The 'Mental Health First Aid: Eating Disorders First Aid Guidelines' is a document that provides valuable advice about how to approach, communicate with and support someone who is experiencing eating and body image problems and may be developing an eating disorder. Below is some advice taken directly from this document that may help parents communicate more effectively with their child who is experiencing eating and body image problems. The full document can be accessed in FYI Resources. 

How should I approach the young person?

It is better to approach the young person alone, because having the whole family or a number of people confront the person at the same time could be overwhelming. Be aware that the person may respond negatively no matter how sensitively you approach them. 

Try to use 'I' statements that are not accusing, such as "I am worried about you", rather than 'you' statements such as "You are making me worried".

Things to avoid

In order to be supportive, it is important to avoid doing or saying things that might make the young person feel ashamed or guilty. For instance, you should avoid:

  • Being critical of the person
  • Giving simple solutions to overcoming the person's problems, such as saying things like "all you have to do is eat"
  • Making  generalisations  such  as 'never'  and 'always'  (e.g. "you're  always  moody"  or "you never do anything but exercise")

As a parent, remember that it is your right to ensure that your child is safe and healthy. Do not let the child's refusal, tears or tantrums stop you from getting help. Be prepared to take responsibility for getting professional help for your child.  

Understand that any resistance to eating, seeking treatment or gaining weight is motivated by fear and anxiety rather than a desire to be difficult. Always be clear and honest with your child about what to expect from any professional treatment you seek for them.

Do not let empathy for your child inadvertently lead you to support their eating and body image problems. For instance, you should not let your child be the one to decide when, what and where the family will eat, as this may make their problem worse.  

If you attend an appointment and are worried that the professional is ignoring your child's condition, or has not correctly diagnosed an eating disorder, then you should seek a second opinion.

The full 'Mental Health First Aid: Eating Disorders First Aid Guidelines' document can be accessed in FYI Resources.

Separating the problem from the young person

It can be helpful for parents to view the eating and body image behaviours as something outside of their child. This reduces the likelihood of situations where a young person feels blamed or guilty, further contributing to their low self-esteem, low mood and anxiety that may be driving the problems in the first place.
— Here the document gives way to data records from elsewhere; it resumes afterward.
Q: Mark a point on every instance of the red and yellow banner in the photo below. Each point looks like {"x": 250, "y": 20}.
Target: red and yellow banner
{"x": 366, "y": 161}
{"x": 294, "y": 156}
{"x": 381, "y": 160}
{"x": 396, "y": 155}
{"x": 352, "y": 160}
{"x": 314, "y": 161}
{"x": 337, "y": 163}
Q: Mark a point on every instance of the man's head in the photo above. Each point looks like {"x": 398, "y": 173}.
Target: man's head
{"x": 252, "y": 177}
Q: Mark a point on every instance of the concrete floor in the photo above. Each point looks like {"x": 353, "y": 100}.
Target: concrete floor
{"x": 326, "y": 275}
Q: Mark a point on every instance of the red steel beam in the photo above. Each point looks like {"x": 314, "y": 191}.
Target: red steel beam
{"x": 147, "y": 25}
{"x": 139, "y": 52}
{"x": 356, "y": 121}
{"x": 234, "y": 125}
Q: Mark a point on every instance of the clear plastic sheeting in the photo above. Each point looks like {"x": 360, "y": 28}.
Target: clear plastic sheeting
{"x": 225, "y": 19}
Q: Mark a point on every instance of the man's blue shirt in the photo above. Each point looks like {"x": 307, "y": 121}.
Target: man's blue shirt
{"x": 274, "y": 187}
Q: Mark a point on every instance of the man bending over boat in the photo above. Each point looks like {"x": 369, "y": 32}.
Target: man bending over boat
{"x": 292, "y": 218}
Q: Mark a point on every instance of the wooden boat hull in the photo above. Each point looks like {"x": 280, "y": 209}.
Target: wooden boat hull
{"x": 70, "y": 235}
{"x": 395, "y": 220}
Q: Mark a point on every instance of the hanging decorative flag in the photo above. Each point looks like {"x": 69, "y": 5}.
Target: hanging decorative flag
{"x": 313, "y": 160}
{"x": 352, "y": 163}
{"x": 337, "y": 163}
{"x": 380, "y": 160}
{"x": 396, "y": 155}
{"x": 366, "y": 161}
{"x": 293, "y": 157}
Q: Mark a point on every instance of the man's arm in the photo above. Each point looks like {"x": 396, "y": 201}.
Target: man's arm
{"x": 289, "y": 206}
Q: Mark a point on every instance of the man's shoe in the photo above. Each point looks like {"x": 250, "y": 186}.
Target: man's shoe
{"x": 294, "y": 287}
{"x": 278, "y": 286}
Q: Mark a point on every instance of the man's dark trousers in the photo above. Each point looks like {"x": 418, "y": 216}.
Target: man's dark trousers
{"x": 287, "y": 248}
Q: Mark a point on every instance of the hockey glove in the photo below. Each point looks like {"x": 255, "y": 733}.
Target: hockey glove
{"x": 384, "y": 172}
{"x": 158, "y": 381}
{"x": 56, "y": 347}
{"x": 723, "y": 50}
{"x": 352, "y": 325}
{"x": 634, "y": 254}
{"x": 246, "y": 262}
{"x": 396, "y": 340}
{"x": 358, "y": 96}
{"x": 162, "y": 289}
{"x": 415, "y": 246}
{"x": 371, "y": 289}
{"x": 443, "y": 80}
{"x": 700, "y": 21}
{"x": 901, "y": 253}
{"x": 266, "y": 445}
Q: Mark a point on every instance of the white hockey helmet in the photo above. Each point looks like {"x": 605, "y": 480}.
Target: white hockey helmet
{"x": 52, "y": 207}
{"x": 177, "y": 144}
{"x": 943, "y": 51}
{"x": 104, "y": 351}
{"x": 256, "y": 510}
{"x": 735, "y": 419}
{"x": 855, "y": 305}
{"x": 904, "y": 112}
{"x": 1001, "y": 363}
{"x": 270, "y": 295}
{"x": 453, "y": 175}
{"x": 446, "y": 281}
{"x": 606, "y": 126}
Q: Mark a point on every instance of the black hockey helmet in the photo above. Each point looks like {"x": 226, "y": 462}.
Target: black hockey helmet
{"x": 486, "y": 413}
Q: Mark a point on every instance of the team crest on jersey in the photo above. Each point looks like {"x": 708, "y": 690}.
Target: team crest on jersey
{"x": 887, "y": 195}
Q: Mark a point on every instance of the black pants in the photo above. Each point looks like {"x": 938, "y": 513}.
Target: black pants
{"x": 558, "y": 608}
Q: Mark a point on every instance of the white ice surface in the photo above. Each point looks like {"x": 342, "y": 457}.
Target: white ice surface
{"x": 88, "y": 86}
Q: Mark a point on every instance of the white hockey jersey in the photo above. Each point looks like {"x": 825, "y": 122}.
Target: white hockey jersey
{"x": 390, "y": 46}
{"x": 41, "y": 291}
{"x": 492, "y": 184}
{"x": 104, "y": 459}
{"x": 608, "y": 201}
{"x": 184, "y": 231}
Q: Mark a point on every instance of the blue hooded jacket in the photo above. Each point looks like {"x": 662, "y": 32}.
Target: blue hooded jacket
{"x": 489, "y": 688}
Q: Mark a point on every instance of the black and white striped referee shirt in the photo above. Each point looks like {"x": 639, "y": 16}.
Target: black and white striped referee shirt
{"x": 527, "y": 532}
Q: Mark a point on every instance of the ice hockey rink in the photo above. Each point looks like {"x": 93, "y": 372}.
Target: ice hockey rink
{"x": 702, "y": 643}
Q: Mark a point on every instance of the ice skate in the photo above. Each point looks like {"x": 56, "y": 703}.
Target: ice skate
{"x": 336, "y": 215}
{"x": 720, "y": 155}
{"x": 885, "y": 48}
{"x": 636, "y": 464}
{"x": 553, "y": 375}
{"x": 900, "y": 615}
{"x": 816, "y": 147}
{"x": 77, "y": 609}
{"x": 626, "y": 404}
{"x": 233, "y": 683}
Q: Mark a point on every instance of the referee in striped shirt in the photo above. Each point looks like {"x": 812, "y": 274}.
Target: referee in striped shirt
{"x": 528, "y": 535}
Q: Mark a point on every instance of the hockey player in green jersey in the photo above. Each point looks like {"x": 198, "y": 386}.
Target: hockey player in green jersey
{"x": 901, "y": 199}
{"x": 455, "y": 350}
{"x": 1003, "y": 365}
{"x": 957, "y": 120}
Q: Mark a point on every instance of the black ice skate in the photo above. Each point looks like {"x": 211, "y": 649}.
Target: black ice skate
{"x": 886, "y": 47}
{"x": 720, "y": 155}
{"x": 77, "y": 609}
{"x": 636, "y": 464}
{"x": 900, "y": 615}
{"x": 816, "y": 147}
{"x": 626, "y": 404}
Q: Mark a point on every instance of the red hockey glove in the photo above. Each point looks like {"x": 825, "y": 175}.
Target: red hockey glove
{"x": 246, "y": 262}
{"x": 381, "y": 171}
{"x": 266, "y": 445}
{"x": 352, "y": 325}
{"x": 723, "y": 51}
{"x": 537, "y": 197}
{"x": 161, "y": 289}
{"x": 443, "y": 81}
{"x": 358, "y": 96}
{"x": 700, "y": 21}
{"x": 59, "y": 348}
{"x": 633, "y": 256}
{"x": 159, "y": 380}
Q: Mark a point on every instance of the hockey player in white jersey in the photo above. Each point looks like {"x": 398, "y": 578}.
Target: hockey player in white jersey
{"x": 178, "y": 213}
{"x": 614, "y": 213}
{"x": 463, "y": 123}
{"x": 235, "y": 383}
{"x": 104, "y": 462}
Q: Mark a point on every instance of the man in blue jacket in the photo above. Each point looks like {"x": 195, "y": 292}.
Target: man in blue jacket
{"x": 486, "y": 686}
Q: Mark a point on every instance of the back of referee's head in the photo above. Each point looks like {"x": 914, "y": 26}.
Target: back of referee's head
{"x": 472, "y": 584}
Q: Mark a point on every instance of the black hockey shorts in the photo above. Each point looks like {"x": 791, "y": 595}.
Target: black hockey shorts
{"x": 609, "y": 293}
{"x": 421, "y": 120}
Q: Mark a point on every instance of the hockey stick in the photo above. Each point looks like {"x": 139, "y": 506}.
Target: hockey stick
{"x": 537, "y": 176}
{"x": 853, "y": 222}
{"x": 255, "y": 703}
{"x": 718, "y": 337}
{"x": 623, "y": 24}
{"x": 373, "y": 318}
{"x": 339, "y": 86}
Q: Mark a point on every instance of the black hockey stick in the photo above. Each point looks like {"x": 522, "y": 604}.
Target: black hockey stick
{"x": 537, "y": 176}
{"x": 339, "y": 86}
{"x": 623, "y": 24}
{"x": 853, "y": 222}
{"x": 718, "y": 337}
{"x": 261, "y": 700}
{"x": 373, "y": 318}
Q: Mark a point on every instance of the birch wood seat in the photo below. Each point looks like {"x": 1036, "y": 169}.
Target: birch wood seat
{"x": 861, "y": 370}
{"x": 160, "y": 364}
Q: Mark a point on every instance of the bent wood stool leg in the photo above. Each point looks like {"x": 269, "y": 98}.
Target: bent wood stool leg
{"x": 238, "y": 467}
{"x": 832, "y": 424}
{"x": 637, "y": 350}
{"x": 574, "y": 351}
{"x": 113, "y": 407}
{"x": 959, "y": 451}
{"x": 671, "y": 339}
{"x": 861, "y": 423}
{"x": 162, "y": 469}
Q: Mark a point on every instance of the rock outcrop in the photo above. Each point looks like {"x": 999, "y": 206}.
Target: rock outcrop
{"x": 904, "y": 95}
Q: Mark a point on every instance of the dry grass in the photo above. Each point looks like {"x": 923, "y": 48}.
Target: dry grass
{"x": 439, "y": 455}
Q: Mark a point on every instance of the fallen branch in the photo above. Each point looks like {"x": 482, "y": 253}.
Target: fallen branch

For example, parents may say to their child 'I can see there is something going on and it is making it really hard for you to eat'. It may also be useful for parents to reframe their thoughts this way, without saying anything to their child. For instance, a parent may recognise that the strong urge for their child to go to the bathroom and vomit after a meal is because of the eating and body image problem, not because their child is 'being difficult' or misbehaving.

By changing the way you think about the problems affecting your child, it can make it easier to intervene and try to help solve the problem. 

Accidently encouraging the problem

Eating and body image problems can develop very gradually, so it can be easy for parents not to notice the changes immediately. 

Because of this, sometimes the family routine unconsciously changes to accomodate the 'new' needs of the young person. Families may find themselves doing things such as preparing 'special' meals that a young person will eat, or complimenting the young person on their dedication to exercise. It is important to be aware of this because it is unhelpful to encourage these behaviours instead of addressing them directly. 

Key Actions

How you communicate with your child is important. Being calm, compassionate, caring and consistent will increase the chance of a good outcome.


Support and encourage your child to develop their own identity, and continue to participate in interests and meaningful activities.


Try not to modify the family routine to accommodate changes in your child's eating patterns or weight control behaviours.